IDS events routing to Syslog server

shabiersayed · ‎02-11-2006

Hi,

I have cisco IDS (4235, 4250) and i want to route all events (false positives or what ever) to my syslog server (Kiwi's). could anybody help me how to configure?

Regards,

Shabbir

wsulym · ‎02-12-2006

The cisco IDS/IPS sensor appliances do not support sending alerts via syslog.The alerts can be obtained via and RDEP/SDEE client depending on what version of sensor software you run, we also support sending alerts via snmp in later versions. See the following link for snmp:

http://www.cisco.com/univercd/cc/td/doc/product/iaabu/csids/csids12/idmguide/dmsnmp.htm

shabiersayed · ‎02-12-2006

Hi,

Thank you very much. Actually I have NetIQ Security Manager, where i used to manage all events.

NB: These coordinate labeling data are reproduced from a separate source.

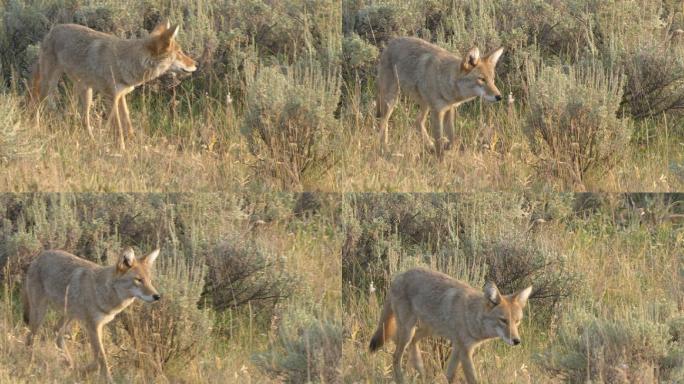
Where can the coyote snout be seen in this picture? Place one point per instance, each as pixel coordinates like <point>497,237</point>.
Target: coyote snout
<point>437,80</point>
<point>422,302</point>
<point>82,290</point>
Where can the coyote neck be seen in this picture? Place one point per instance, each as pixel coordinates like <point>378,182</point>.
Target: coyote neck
<point>138,65</point>
<point>107,299</point>
<point>451,92</point>
<point>475,324</point>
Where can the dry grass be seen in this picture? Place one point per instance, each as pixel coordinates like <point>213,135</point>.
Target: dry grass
<point>184,339</point>
<point>615,326</point>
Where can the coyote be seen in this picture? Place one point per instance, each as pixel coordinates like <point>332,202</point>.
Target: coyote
<point>422,302</point>
<point>105,63</point>
<point>437,80</point>
<point>87,292</point>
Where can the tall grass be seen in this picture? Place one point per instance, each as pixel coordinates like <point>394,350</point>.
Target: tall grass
<point>617,318</point>
<point>188,336</point>
<point>189,129</point>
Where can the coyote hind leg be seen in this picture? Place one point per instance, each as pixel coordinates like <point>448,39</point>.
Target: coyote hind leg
<point>115,117</point>
<point>388,94</point>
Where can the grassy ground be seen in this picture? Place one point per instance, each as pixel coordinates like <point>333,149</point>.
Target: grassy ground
<point>272,316</point>
<point>610,260</point>
<point>284,99</point>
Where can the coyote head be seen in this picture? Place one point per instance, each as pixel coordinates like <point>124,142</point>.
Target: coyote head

Now i need to manage IDS messages to be logged centrally to a Syslog Server and from where my NetIQ agent will pickup events and forward to Security event manager. I appreciate if you can help me out how should i go further.??

Regards,

wsulym · ‎02-12-2006

I'm not very familiar with NetIQ ... so I looked on their website briefly, it appears that they support Cisco IDS sensors, but only version 4.x via some sort of agent. I also found on the FAQ for Security Manager that if there is no explicit support for the device, as long as the device sends its logs and security event data to SNMP, syslog, an ASCII text file, Windows Event log, or can be monitored through WMI (don't know what that is), the device can still be monitored by the NetIQ software.

Since the ver 5.x sensor can send SNMP traps for event data (link from my earlier post), the rest seems to be NetIQ related and is probably better addressed by their tech support, or maybe someone else on the forum has done this and can provide insight.